Student Projects - Religious Studies


Project Name

The Gender-Specific Language of the Major Prophets of The Hebrew Bible: The Case of First and Second Isaiah

Project Description

Prophecy was one of the most important institutions in the Hebrew Bible. The prophet is regarded as the voice of the Lord, reminding the people of God’s commandments when they forget to follow the Law. This project takes a special look at how gendered imagery appears in the Book of Isaiah, a prophetic book that spans the longest period of time and is thought to have been edited during the postexilic period.

Gendered imagery in the Book of Isaiah is compared with gendered imagery from surrounding Near Eastern peoples and other biblical writings. These images include vivid rape imagery. Cities, personified as women, suffer terrible violation and humiliation during military invasion. These images take on great detail in the writings of Second Isaiah (Isa 40-55) and serve to explain military defeat in theological terms.

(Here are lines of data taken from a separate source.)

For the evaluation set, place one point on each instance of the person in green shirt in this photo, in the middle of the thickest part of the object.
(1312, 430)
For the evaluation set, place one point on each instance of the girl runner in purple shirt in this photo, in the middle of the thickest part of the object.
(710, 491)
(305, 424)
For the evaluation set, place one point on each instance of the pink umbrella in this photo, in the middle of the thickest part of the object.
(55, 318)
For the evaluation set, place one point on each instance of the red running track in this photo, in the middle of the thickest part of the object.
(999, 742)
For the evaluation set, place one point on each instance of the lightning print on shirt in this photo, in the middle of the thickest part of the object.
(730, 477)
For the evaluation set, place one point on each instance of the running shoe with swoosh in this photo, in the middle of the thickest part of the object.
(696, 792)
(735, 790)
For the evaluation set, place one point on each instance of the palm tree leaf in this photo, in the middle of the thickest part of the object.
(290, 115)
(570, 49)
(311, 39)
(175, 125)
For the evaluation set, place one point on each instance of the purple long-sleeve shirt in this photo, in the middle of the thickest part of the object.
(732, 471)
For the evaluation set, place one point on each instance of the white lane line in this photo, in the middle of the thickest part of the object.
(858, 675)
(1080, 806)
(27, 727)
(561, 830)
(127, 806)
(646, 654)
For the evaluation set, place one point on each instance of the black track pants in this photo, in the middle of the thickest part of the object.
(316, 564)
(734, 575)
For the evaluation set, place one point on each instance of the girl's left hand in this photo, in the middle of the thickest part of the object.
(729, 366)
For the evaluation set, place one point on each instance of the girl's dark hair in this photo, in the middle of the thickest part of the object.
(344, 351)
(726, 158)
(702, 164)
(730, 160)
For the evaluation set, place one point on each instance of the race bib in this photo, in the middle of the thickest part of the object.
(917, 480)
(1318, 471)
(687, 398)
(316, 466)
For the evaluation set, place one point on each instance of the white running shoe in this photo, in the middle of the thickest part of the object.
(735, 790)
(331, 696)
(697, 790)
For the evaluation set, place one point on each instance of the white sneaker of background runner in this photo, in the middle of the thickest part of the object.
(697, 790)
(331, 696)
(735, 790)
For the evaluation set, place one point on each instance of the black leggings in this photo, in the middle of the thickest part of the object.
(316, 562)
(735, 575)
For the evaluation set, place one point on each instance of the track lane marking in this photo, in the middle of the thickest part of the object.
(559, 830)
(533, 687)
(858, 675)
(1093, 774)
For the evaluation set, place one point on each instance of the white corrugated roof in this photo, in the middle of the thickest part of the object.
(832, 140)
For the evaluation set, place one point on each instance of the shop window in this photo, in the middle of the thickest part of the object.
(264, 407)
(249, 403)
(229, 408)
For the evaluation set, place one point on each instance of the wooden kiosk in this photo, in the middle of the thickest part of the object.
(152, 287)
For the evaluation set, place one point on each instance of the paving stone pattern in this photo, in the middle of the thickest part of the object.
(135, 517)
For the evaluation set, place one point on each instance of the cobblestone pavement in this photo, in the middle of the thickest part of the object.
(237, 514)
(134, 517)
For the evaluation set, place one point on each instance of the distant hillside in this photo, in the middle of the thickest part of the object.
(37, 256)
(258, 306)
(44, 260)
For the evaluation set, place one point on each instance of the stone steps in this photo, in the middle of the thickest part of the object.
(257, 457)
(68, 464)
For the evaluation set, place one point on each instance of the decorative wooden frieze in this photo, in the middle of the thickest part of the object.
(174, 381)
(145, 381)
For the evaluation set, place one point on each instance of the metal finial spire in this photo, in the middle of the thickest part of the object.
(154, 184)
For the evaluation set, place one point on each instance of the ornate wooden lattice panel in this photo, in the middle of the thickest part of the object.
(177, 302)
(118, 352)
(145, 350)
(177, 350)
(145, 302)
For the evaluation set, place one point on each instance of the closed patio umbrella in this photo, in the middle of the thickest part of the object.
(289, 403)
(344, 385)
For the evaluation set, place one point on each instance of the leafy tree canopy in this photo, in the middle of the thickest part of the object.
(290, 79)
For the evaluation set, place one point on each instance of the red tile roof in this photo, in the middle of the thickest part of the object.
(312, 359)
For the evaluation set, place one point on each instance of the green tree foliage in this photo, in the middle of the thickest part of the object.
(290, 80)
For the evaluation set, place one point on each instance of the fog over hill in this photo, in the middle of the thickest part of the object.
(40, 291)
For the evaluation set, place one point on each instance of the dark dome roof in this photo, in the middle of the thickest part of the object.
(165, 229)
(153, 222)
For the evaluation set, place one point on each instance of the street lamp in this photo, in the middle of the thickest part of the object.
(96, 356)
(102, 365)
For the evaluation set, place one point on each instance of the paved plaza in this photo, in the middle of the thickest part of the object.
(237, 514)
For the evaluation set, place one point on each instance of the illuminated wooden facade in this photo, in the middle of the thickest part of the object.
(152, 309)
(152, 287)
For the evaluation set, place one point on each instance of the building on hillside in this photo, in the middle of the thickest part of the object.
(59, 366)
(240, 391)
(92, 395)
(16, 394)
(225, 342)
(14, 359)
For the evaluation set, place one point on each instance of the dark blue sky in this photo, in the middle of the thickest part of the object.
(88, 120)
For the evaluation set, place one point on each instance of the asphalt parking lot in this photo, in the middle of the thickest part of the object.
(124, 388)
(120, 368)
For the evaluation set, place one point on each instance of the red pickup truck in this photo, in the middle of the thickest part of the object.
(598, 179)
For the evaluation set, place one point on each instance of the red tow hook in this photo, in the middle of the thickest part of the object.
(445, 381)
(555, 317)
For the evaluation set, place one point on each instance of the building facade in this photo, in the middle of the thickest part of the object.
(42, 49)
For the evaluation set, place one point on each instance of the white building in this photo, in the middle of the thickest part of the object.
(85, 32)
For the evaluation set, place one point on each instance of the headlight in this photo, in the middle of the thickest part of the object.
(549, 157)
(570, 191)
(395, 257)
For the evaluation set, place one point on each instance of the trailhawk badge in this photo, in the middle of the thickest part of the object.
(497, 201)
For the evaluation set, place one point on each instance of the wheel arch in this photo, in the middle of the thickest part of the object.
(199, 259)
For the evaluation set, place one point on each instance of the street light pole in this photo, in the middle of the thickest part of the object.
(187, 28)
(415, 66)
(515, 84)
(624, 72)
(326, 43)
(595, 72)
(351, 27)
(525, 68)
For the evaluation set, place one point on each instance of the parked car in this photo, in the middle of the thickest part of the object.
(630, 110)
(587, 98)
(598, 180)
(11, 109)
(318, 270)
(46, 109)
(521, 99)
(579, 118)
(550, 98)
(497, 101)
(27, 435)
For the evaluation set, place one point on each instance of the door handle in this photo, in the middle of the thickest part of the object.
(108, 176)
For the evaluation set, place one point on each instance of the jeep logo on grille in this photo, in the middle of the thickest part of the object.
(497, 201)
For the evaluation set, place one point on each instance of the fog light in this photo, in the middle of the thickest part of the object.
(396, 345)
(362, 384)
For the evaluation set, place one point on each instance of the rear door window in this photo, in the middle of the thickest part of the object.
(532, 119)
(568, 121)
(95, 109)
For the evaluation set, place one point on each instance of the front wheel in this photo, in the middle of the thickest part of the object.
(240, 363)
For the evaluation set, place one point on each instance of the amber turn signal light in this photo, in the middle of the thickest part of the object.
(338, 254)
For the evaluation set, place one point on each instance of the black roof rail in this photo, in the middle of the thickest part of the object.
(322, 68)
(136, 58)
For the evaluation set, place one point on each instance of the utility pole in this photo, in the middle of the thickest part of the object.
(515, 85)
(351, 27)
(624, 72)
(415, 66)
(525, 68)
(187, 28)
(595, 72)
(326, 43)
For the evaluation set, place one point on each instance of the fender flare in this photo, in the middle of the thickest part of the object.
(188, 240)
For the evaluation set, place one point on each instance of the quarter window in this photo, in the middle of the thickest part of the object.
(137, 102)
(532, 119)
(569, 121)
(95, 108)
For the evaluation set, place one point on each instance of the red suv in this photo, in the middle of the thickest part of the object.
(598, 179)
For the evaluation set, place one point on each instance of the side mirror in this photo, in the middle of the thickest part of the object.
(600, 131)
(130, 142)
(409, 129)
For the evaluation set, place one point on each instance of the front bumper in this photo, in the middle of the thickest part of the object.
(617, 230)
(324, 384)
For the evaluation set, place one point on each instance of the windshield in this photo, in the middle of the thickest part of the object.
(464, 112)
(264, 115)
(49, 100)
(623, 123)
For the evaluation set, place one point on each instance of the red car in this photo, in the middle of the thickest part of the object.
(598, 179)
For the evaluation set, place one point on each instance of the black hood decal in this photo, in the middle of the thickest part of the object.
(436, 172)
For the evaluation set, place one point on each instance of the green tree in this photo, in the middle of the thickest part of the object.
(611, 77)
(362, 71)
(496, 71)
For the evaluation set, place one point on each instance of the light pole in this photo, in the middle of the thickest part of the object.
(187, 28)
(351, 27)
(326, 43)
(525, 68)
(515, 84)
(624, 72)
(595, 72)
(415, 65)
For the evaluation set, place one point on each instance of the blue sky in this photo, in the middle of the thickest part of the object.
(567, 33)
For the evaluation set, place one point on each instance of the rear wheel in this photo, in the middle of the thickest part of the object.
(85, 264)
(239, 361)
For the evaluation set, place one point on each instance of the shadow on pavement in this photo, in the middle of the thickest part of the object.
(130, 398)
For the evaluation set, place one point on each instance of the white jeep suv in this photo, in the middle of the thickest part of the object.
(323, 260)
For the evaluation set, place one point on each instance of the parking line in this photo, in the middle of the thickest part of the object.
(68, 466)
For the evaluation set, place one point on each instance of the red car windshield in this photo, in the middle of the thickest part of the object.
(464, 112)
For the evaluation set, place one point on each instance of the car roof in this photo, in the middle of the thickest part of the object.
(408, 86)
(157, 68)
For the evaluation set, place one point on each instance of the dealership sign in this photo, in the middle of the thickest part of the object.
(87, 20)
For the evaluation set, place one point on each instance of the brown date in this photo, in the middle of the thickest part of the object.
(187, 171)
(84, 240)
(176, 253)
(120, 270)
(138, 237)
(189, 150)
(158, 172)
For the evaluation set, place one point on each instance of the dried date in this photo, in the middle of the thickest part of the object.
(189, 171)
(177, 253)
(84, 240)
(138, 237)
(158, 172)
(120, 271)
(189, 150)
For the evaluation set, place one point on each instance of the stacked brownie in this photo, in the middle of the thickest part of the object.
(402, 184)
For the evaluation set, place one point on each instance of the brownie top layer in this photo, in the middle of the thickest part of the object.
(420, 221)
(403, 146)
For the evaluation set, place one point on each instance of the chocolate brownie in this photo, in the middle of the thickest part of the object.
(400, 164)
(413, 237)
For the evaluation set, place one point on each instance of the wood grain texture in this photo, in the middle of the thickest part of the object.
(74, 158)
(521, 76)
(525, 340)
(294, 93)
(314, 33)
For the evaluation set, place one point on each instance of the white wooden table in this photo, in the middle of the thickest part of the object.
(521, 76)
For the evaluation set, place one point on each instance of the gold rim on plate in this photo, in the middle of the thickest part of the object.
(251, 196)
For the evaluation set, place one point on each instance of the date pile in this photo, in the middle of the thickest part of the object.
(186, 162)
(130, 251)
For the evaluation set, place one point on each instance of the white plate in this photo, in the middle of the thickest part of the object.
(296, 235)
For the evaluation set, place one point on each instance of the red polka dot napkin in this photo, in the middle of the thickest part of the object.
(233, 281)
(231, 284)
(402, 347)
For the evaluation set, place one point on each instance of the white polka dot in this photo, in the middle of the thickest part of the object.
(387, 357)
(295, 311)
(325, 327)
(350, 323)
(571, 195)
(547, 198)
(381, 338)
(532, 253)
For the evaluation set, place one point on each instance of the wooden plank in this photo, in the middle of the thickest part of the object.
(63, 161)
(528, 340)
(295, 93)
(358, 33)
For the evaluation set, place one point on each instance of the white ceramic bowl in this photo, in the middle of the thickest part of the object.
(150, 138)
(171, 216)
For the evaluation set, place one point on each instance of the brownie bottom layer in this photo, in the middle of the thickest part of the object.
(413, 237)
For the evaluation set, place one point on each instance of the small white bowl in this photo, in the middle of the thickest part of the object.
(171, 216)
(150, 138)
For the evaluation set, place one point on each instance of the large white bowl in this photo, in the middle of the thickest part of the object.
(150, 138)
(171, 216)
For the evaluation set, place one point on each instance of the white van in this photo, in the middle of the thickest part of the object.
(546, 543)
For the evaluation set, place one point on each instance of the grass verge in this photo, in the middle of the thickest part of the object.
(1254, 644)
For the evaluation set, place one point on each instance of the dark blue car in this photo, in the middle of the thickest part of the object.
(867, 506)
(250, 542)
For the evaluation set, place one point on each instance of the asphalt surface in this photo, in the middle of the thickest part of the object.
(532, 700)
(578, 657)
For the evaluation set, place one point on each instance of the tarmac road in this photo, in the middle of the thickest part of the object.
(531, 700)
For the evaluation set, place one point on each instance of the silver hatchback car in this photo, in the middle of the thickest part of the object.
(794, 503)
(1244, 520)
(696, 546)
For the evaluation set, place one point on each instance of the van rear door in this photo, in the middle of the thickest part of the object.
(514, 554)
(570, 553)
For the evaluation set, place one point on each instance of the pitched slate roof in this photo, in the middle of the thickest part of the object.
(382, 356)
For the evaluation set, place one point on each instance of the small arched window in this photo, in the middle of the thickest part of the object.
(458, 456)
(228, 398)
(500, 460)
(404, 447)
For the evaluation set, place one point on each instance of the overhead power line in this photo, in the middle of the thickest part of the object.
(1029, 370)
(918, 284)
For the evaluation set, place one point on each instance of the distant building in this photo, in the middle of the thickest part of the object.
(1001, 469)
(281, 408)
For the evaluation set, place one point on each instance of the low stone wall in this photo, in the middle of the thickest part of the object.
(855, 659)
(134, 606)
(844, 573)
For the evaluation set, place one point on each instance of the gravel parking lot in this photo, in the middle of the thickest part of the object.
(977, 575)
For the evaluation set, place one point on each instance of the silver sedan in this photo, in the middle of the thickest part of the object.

This project has also compared the imagery in Isaiah with other instances of gendered language in other prophetic writings, like Hosea and Jeremiah. Rhetorically, such images generate horror in the audience and urge the audience to reform its ways.

Of particular interest in this study is the metaphor of the birthing woman and its appearance in the literature of this time period. The laboring woman is a compared to warriors who struggle in life and death situations on the battlefield. The imagery of birthing does not point to the weakness or cowardice of a woman or man, but the imminent life-threatening event. The particular image of the birthing woman comes to be transformed in later apocalyptic contexts in more positive ways.

Project Outcomes

2009, Department Research Award in Religious Studies, Fairfield University ($1,000)

Iulia O. Basu, "The Harlot and the Mother: Gendered Metaphors in First and Second Isaiah." Published in the Journal of Theta Alpha Kappa 35.1 (2011): 22-50.